Researchers set out to determine the validity of BMI using nationally representative data on nearly 7,000 children ages 8-19 years. Their fat mass and lean mass were measured using dual-energy X-ray absorptiometry, the gold standard in body composition measurement.

Authors found most of the variability of fat mass index and lean mass index in each sex could be attributed to age and BMI.

About 88% of children with a high BMI (at or above the 95th percentile) had a high fat mass index. In addition, those with a high BMI were 29 times more likely to have a high fat mass index than those with a lower BMI, nearly double the relative risk of having a high lean mass index.

“Our findings provide further evidence of the utility of BMI in research and clinical care,” authors wrote.

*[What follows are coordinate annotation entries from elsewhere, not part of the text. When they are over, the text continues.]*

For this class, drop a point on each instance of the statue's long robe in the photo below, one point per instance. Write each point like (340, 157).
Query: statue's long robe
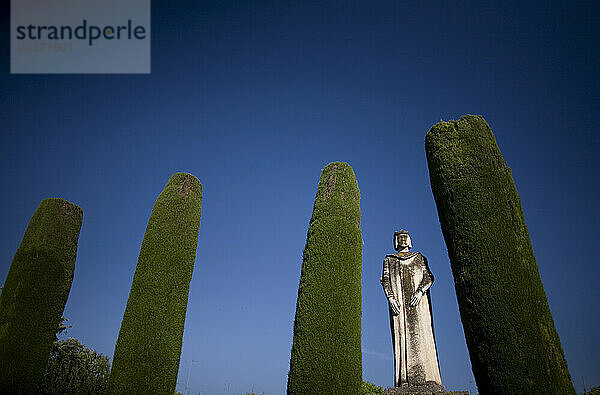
(415, 354)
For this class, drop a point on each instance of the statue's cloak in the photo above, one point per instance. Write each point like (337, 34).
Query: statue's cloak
(415, 354)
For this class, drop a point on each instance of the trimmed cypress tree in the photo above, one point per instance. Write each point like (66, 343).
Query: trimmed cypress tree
(326, 355)
(146, 358)
(35, 293)
(513, 344)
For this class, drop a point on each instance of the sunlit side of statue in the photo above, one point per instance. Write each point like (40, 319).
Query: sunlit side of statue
(406, 280)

Experts who wrote a related commentary said while more tools are needed to assess fat distribution and risk of obesity-related disease, pediatricians can feel confident in using BMI as a screening tool for high body fat. They said BMI should be “1 piece of a more holistic approach,” echoing the AAP’s guideline.

“Additional risk stratification for how a specific BMI affects an individual’s health should be person-centered and include additional data from the history and diagnostic testing,” commentary authors wrote. “Further, treatment goals should be focused on health and quality-of-life outcomes, as opposed to a number or percentile on a growth chart.”